What is the future of the global App Economy? The average person already spends hours each day on mobile applications, connecting with friends and relatives, watching news and entertainment, playing games, and doing daily tasks such as shopping and banking. People will use apps to interact with their cars, to connect with their health care. Artificial intelligence, low latency and high bandwidth 5G connections, virtual/mixed reality, intensive data processing and on-device machine learning will give rise to entire new categories of mobile applications. Individuals and businesses will become ever-more dependent on mobile apps for their daily lives.
Australia is a key player in the evolving global App Economy. Australian-based app developers with a strong global presence include Sydneybased Canva, the online design and visual communication platform with more than 130 million monthly users across 190 countries. In 2022, Tasmania-based Savage Interactive won an Apple Design Award for its art app Procreate, and Melbourne-based Studio Drydock won for its game Wylde Flowers. Gold Coast-based Desygner, known for its graphic design apps and brand management software, has more than 20 million users worldwide. And Melbourne-based fintech app Afterpay, acquired by Block, the parent company of Square, in January 2022, is still hiring extensively in Australia, based on its job postings.
Looking forward, the Australian App Economy is a potent source of future jobs, since developing, updating, maintaining and securing mobile apps is becoming even more important. None of these jobs existed 15 years ago, when Apple first opened the App Store on July 10, 2008, in the middle of the global financial crisis. Android Market (which later became Google Play) was announced by Google shortly after. These app stores created a new route through which software developers could write programs for smartphones. These mobile applications —called “apps” — could then be distributed to the rapidly growing number of smartphone users around the world.

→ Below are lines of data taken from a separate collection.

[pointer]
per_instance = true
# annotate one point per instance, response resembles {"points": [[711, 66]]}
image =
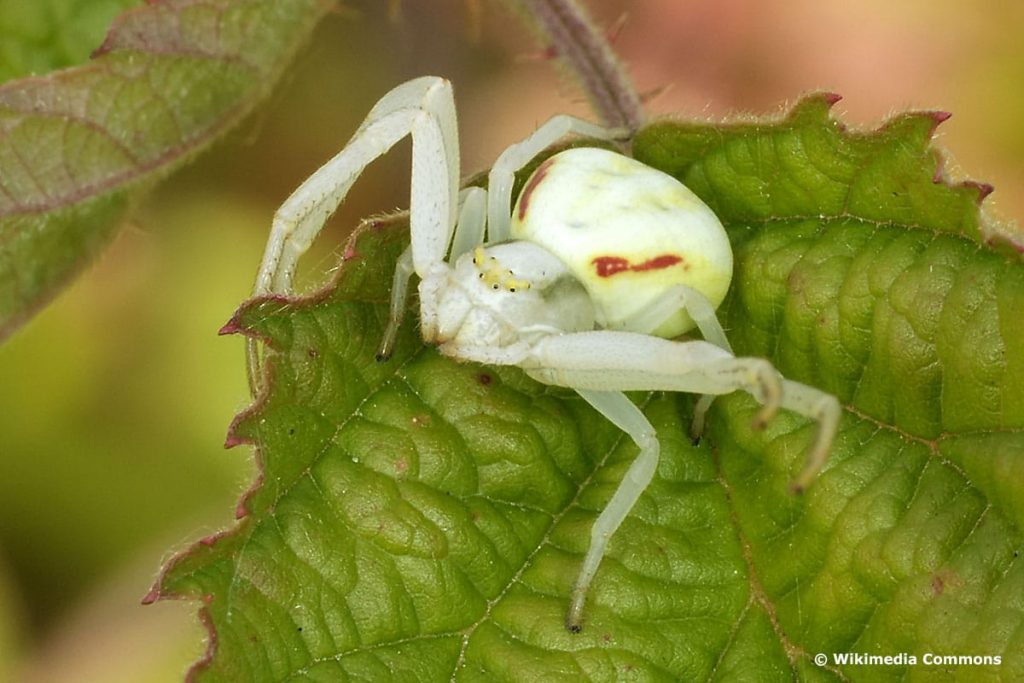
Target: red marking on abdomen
{"points": [[606, 266]]}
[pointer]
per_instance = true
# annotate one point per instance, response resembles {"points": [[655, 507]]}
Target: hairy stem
{"points": [[584, 49]]}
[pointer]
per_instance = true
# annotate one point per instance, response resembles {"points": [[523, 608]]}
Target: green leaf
{"points": [[423, 519], [77, 145]]}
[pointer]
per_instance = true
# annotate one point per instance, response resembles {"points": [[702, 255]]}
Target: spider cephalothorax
{"points": [[582, 285]]}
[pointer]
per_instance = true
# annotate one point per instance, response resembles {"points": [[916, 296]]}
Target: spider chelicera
{"points": [[583, 285]]}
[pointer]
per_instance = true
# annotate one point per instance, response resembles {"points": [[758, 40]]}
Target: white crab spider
{"points": [[601, 259]]}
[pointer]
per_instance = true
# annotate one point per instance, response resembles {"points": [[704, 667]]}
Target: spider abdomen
{"points": [[627, 231]]}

The jobs generated by the app stores became an important part of the recovery from the financial crisis of 2008-2009, the subsequent economic expansion and the response to the pandemic. More than that, app development and the app stores became a key route by which young people can develop tech skills and became an integral part of the global digital economy.

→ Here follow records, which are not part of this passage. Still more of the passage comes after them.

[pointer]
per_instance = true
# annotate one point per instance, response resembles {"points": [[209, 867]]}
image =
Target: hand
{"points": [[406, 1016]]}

In this paper we estimate 182,000 App Economy jobs for Australia, as of August 2023, and compare it to previous PPI estimates. We estimate the size of the iOS and Android ecosystems. We compare Australia’s App Intensity with other industrialized countries, where App Intensity is defined as the number of App Economy jobs as a share of total employment. Finally, we also give some examples of App Economy jobs, with special attention to export-oriented jobs.